FIG. 26 is a diagram showing a processing flow related to dynamic switching of sound image localization processing.

When the sound image localization process is performed on the client terminal 2 side, the microphone sound transmitted from the client terminal 2 as shown by the arrows A101 and A102 is transmitted to the client terminal 2 as it is as shown by the arrow A103. The client terminal 2 that is the transmission source of the microphone voice is the client terminal 2 used by the speaking user, and the client terminal 2 that is the transmission destination of the microphone voice is the client terminal 2 that is used by the listening user.

When the setting of the parameter related to the localization of the sound image such as the position of the listening user is changed by the listening user as shown by the arrow A104, the change of the setting is reflected in real time and the microphone sound transmitted from the communication management server 1 is reflected. Sound image localization processing is performed on the server.

The sound corresponding to the sound data generated by the sound image localization process on the client terminal 2 side is output as shown by the arrow A105.

In the client terminal 2, the changed contents of the parameter settings are saved, and the information indicating the changed contents is transmitted to the communication management server 1 as shown by the arrow A106.

When the sound image localization process is performed on the communication management server 1 side, the sound image localization process is performed for the microphone sound transmitted from the client terminal 2 as shown by arrows A107 and A108, reflecting the changed parameters. Will be done.

The audio data generated by the sound image localization process is transmitted to and output to the client terminal 2 used by the listening user as shown by arrow A109.

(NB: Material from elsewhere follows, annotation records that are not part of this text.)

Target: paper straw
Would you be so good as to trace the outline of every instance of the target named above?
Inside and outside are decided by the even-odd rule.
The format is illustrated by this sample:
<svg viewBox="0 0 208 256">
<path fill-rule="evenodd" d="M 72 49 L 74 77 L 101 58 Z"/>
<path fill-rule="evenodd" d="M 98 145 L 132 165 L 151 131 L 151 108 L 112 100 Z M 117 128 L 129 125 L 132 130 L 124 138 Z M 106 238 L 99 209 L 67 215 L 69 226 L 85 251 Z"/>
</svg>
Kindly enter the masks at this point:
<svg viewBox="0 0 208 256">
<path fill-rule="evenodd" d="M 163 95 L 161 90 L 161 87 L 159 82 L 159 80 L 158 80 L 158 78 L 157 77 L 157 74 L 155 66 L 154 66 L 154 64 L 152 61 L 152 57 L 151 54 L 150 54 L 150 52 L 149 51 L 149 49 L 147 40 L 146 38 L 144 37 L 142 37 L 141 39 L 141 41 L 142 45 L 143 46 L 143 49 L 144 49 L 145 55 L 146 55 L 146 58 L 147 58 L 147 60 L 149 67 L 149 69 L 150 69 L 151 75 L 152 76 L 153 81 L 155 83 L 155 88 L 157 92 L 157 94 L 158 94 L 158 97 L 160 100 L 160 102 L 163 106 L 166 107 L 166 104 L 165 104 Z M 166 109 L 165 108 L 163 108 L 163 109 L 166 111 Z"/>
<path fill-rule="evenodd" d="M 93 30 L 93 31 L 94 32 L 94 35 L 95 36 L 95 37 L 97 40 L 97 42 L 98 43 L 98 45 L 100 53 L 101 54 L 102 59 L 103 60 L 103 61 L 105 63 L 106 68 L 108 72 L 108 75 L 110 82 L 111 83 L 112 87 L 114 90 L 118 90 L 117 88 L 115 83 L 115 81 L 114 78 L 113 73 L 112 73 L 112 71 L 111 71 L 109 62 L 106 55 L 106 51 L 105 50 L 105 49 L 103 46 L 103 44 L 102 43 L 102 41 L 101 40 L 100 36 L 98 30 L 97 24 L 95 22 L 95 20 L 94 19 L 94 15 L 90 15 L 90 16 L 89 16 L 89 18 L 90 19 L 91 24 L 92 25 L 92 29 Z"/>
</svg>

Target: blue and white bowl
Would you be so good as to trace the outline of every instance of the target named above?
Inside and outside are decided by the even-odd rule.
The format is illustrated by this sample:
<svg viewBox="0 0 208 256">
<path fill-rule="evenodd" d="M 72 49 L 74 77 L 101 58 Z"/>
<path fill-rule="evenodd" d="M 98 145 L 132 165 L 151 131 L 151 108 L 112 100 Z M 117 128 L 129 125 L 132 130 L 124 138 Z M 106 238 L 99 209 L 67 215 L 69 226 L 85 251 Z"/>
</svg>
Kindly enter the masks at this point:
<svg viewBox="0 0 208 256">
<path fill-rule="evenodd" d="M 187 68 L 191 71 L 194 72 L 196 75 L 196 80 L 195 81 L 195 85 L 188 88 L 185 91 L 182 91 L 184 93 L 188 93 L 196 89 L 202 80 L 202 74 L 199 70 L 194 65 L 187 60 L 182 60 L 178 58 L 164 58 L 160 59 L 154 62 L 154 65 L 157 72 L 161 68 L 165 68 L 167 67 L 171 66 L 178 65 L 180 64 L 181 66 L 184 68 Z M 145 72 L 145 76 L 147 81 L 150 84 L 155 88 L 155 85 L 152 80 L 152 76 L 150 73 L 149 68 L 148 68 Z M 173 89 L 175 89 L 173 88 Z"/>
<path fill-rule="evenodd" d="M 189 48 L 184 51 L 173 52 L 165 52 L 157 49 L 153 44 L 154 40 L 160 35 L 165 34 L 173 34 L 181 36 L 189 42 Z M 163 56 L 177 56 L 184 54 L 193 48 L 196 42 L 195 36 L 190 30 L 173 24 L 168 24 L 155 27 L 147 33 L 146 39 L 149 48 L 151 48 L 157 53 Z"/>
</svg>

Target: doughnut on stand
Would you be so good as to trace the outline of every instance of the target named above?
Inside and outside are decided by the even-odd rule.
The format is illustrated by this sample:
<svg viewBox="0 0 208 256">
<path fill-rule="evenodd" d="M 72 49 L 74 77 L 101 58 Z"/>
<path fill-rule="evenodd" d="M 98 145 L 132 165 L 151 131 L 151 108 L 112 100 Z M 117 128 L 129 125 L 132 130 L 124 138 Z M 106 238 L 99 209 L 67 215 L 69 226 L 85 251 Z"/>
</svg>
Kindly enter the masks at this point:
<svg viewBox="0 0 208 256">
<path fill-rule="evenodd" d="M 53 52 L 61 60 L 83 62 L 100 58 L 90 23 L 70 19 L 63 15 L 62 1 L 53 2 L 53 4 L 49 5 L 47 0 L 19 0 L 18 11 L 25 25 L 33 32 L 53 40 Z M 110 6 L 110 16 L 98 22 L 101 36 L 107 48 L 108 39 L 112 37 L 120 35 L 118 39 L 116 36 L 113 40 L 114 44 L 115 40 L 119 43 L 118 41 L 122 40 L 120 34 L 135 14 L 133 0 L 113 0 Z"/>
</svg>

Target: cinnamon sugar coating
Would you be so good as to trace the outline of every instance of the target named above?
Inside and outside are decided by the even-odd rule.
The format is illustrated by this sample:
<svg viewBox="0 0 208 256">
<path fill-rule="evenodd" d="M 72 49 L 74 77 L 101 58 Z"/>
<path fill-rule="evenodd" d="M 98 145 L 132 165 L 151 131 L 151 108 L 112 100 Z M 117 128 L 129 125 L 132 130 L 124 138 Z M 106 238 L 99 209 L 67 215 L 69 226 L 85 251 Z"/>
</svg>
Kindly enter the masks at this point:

The control process of the communication management server 1 regarding the dynamic switching of the sound image localization process will be described with reference to the flowchart of FIG. 27.

In step S201, it is determined whether or not the parameter setting has been changed for a certain period of time or longer. This determination is performed by the participant information management unit 133, for example, based on the information transmitted from the client terminal 2 used by the listening user.

When it is determined in step S201 that there is a parameter setting change, in step S202, the voice transmission unit 138 uses the voice data of the speaking user received by the participant information management unit 133 as it is, as a client used by the listening user. Send to terminal 2. The transmitted audio data is object audio data.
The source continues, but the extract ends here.